Bands: I lead the Lawrence Williams Project, which is a quintet devoted to the music of Williams. Williams used to live here in Portland and is one of the finest jazz composers ever. He is a mentor to me now. His tunes are analyzed at Oberlin Conservatory in composition classes.

I also have a Latin-Jazz group with Randy Porter, Al Criado, Reinhardt Melz and Jeff Burres. Then there's the David Valdez Quartet with Mark Deflorio, Dan Gaynor and Dan Schulte. That's the same rhythm section as the LW Project.

Musical Influences: Bird, Cannonball, Trane, Charles Macpherson, Lee Konitz, Johnny Griffin, George Garzone, Phil Woods, Dick Oats, Frank Srozier, Gary Bartz, Joe Henderson, Warne Marsh, Stanley Turrentine, Bob Mover, Rich Perry, Sonny Rollins, Sonny Criss, Sonny Stitt, Steve Grossman, Jimmy Mosher, Johnny Hodges, Lenny Tristano and all the artists I saw at Kuumba Jazz Center growing up.

Most Satisfying Experience: Playing with Dave Holland, Kurt Rosenwinkle, Charlie Hunter, John Medeski and the Fringe have been a few of my most exciting jazz experiences. While living in Santa Fe I had the opportunity to perform and record with the master Flamenco guitarist Carlos Lomas. Carlos taught Tomatito and Ottmar Liebert. Playing with Carlos changed my entire concept of time and emotional expression.

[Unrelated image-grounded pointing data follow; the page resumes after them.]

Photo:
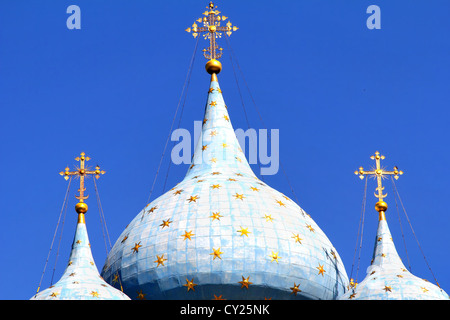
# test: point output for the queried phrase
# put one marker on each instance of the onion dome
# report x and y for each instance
(81, 279)
(387, 278)
(221, 233)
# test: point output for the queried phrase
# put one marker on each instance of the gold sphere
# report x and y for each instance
(381, 206)
(81, 207)
(213, 66)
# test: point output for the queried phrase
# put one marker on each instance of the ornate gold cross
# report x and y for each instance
(380, 173)
(82, 171)
(211, 25)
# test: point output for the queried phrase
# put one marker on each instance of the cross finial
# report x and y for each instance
(380, 173)
(211, 25)
(82, 171)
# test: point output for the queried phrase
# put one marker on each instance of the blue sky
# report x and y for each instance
(336, 90)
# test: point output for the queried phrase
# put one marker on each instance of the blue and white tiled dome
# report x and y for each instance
(81, 280)
(388, 279)
(221, 233)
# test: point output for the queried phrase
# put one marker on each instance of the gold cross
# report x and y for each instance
(380, 173)
(82, 171)
(211, 25)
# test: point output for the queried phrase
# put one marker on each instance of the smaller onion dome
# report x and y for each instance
(81, 279)
(388, 279)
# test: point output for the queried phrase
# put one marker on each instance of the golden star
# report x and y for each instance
(136, 247)
(190, 284)
(239, 196)
(333, 254)
(295, 289)
(281, 203)
(297, 238)
(244, 231)
(188, 235)
(193, 198)
(216, 215)
(245, 282)
(216, 254)
(321, 269)
(141, 296)
(275, 256)
(165, 223)
(160, 260)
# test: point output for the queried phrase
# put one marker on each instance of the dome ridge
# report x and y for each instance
(218, 147)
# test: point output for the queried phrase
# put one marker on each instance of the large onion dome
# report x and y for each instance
(80, 280)
(222, 233)
(388, 279)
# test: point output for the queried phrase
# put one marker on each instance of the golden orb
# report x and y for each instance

Favorite Recordings: I've been listening to a lot of Rich Perry and George Garzone lately. Rich is a tenor player in the Monday night Village Vanguard Band and George is another tenor player who taught me at Berklee.

I also have 114 days of MP3s on my home computer. The only way for me to really dig into all of that is to use the random Party Shuffle mode. It always allows me to listen to great music that I wouldn't normally choose myself.

Discography: "Making Lunch" Ken Schaphorst Big Band (1989 Accurate Records), ‘Small Clubs Are Dead" Dred Scott (2004), Klezmocracy (2003), "Reasons to be Thankful" Art Lillard (2006 Summit Records), Dan Schulte Sextet w/Nancy King (2006), "Doggie-n-Cookie Unleashed! (2006) (Avant-garde duo CD with pianist/drummer Dred Scott). Dred is a Bay area musician who now lives in New York and works with Jay Collins.

Gigs: I'm leading a funky jazz jam session with Jo Janiga and Danny Meyer every Wednesday from 8-11 pm at the club formerly known as Billy Reed's.

We plan on starting on May 24th. I'm trying to make this session a little different by playing tunes that are less commonly performed. We've put together a big book of interesting charts for players to choose from. I wanted to stay away from tunes that you hear every time you go to a jam.

We'll focus on the groovier side of jazz, doing material from the hard bop era...Cannonball, Horace Silver, Stanley Turrentine, Lee Morgan, Kenny Dorham, etc. The last Thursday of each month I play with Dan Schulte at the "Jazz Loft" on Alberta. It's a private loft they open to the public.

The last couple of performances are on my website. I'll be at Abou Karim on May 6th with Danny Meyer; and I'll be with Robert Moore at Cathedral Park Jazz Festival this July 15, 16.

Future: Recording an album with Art Lillard in July, writing a book on jazz improvisation, debuting my new Latin-Jazz quintet, composing for a Latin-Jazz album and learning the vibes.

Other: I love living here . . . you can drop into a fun jam and play with really great musicians, the scene is very cohesive.

Quote from alto saxophonist Warren Rand, "David has an unusual vocabulary with intricate phrasing...it's a joy to listen to."